E lei, invece, cosa dice?

Dico che ci voleva più coraggio, anche se un passo in avanti c’è. Basta con l’ossessione degli obiettivi annuali e basta con l’approccio delle regole uguali per tutti, finalmente andiamo verso la costruzione di piani di rientro su misura per le diverse finanze. Questi gli aspetti positivi, poi c’è il rovescio della medaglia.

Ovvero?

Temo che le attuali regole, seppur più morbide, ingabbino ancora gli investimenti pubblici. Mi riferisco a quella spesa propedeutica alla crescita, che non dovrebbe essere vincolata ai calcoli del deficit. Questa golden rule, andrebbe estesa agli investimenti per la crescita. Ma vado ancora oltre: bisognerebbe dare la veste di investimento non soltanto alle infrastrutture, ma anche alla sanità. Perché investire nella sanità vuol dire investire nel futuro e per questo tale spesa, chiamiamola per il capitale umano, andrebbe coperta dalla golden rule.

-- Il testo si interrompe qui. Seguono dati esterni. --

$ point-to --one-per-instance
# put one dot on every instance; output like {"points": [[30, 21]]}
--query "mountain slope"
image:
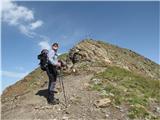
{"points": [[101, 72]]}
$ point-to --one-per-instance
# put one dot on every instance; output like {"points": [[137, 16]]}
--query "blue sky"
{"points": [[35, 25]]}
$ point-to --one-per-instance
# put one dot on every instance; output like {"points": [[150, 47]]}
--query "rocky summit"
{"points": [[102, 81]]}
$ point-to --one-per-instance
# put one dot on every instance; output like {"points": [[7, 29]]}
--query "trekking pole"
{"points": [[62, 85]]}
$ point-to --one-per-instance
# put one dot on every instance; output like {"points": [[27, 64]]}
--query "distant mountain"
{"points": [[102, 81]]}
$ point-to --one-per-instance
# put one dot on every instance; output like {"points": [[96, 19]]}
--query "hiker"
{"points": [[53, 64]]}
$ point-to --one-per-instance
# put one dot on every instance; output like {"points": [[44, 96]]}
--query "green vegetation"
{"points": [[127, 87]]}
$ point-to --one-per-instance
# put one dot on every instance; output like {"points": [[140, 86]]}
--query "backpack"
{"points": [[43, 57]]}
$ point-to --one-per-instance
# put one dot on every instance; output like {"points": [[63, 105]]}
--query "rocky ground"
{"points": [[81, 103]]}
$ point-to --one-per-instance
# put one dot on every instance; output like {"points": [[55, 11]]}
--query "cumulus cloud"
{"points": [[44, 45], [20, 16], [13, 74], [36, 24]]}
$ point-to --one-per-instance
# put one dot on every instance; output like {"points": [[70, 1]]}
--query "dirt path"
{"points": [[34, 105], [80, 100]]}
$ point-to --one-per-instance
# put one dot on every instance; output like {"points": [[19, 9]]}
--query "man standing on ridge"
{"points": [[52, 73]]}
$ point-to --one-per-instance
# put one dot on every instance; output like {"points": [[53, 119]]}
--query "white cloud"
{"points": [[13, 74], [20, 16], [36, 24], [44, 45]]}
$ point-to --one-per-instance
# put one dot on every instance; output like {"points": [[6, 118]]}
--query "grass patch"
{"points": [[128, 87], [63, 56]]}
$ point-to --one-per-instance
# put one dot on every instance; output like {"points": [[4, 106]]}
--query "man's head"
{"points": [[55, 46]]}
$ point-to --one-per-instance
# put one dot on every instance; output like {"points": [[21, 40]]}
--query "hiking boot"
{"points": [[55, 91], [54, 101]]}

La Germania e i Paesi frugali potrebbero avere da ridire…

Possibile. Ma se non si aumenta il livello di protezione degli investimenti pubblici, sganciandoli in toto dal deficit come le dicevo, allora secondo me servirà un nuovo Recovery Plan. Perché se l’Italia non può investire perché qualcuno non è d’accordo, allora sarà l’Europa a doverli finanziare. Delle due l’una.

Ancora una volta sia la Fed, sia la Bce hanno alzato il costo del denaro. Non curandosi, forse, della crescita. Suggerirebbe una pausa di riflessione?

Lei mi farà passare per un radicale. Io fin dal 2021 penso che la politica monetaria non sia uno strumento adatto per far fronte alla fiammata dell’inflazione. Siamo dinnanzi a un fenomeno atipico, che colpisce alcuni settori e figlio di fenomeni eterogenei. Occorrevano politiche industriali e invece si è scelta la strada dei tassi, avvitando i bulloni della politica monetaria, i cui effetti reali li vedremo dopo l’estate. Vede, i tassi possono uccidere l’inflazione, ma alla fine uccidono anche la crescita.